After some back and forth on the matter, Shields terminated Guilfoile that December. Guilfoile then sent a letter to the board of directors, sharing his concerns that the integrated entity violated the law in paying Greene for referrals of federally insured patients.
In April 2016, Guilfoile brought suit against the integrated entity and Shields, alleging that his firing constituted whistleblower retaliation in violation of the FCA.
However, the District Court dismissed the complaint, finding that Guilfoile failed to adequately plead that he was engaged in “protected conduct,” the first element of an FCA retaliation claim.
Based on an examination of the pleading standards and the fact that Guilfoile had not brought a “direct” claim of an FCA violation, the 1st Circuit panel vacated and remanded.
“In a suit directly alleging the submission of a false claim, a plaintiff must sufficiently plead facts supporting the existence of an actual false claim,” Lipez wrote. “However, in a suit alleging retaliation under the FCA, a plaintiff must sufficiently plead that he or she was retaliated against based on ‘conduct that reasonably could lead to a viable FCA action.’”

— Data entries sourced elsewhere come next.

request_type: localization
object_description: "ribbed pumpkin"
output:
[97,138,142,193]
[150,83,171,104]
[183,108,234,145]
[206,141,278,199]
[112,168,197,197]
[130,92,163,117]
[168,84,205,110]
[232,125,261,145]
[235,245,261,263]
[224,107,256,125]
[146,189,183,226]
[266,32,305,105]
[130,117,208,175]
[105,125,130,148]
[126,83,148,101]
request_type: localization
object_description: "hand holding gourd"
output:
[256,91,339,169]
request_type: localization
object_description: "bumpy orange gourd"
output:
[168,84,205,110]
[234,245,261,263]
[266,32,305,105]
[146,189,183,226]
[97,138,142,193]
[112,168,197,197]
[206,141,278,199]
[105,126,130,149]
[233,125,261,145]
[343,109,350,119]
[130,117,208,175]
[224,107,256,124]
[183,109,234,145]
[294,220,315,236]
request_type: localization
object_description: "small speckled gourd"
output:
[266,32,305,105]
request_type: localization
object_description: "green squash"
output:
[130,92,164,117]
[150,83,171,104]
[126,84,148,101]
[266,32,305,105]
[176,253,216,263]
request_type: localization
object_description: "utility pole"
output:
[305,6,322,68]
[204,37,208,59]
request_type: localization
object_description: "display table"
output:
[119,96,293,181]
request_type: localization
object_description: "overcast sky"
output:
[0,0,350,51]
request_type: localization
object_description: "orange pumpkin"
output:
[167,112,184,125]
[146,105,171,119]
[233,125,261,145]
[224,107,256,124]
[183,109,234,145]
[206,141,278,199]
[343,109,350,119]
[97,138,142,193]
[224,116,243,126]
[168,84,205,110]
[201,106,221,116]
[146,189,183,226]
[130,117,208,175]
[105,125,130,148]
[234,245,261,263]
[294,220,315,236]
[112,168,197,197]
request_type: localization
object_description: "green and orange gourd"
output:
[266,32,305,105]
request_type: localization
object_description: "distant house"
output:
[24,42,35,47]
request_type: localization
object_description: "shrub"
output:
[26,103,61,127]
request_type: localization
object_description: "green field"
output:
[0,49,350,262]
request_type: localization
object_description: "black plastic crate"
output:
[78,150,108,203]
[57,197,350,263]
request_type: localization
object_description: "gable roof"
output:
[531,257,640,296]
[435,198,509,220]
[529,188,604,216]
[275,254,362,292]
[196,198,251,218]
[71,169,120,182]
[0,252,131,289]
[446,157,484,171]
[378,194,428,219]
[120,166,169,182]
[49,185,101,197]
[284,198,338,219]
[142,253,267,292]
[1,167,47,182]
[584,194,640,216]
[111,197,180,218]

With that polestar, the court concluded that Guilfoile’s pleadings met the bar.
“The allegations in the complaint, coupled with the reasonable inferences we must draw from them, plausibly pleaded that the claims for payment were, or were going to be, submitted to the government in connection with the Integrated Entity’s work with the … hospitals,” Lipez wrote.
He added that, “[i]f not for the agreement with Greene, the Integrated Entity would not have been in a position to benefit from the federal health care payments arising from its work with the hospitals.”
Part of the equation, Lipez explained, is that a federal health care payment that violates the AKS is a per se false claim under the FCA. And Guilfoile adequately alleged that the payments to Greene were contrary to the AKS, the panel concluded, as the relationship between the integrated entity and Greene had the “hallmarks of a kickback scheme.”
Lipez wrote that the facts are “materially indistinguishable” from the scheme in 1989’s United States v. Bay State Ambulance & Hospital Rental Service, Inc., which involved a criminal conviction under the AKS in which a person wielded his influence to win an ambulance services contract.
“The type of scheme proven in Bay State and alleged in the present case is in the heartland of what the AKS is intended to prevent — the use of payments to improperly influence decisions on the provision of health care that lead to claims for payment to federal health care programs,” Lipez said.
Dissenting was Judge David J. Barron, who expressed concern about the “attenuated” nature of the AKS scheme alleged in the complaint and doubted that it could “reasonably lead” to an FCA action.
Barron argued there was too great a distance between the entity’s payments to Greene to capture hospital contracts and the submission of claims to federal insurance programs.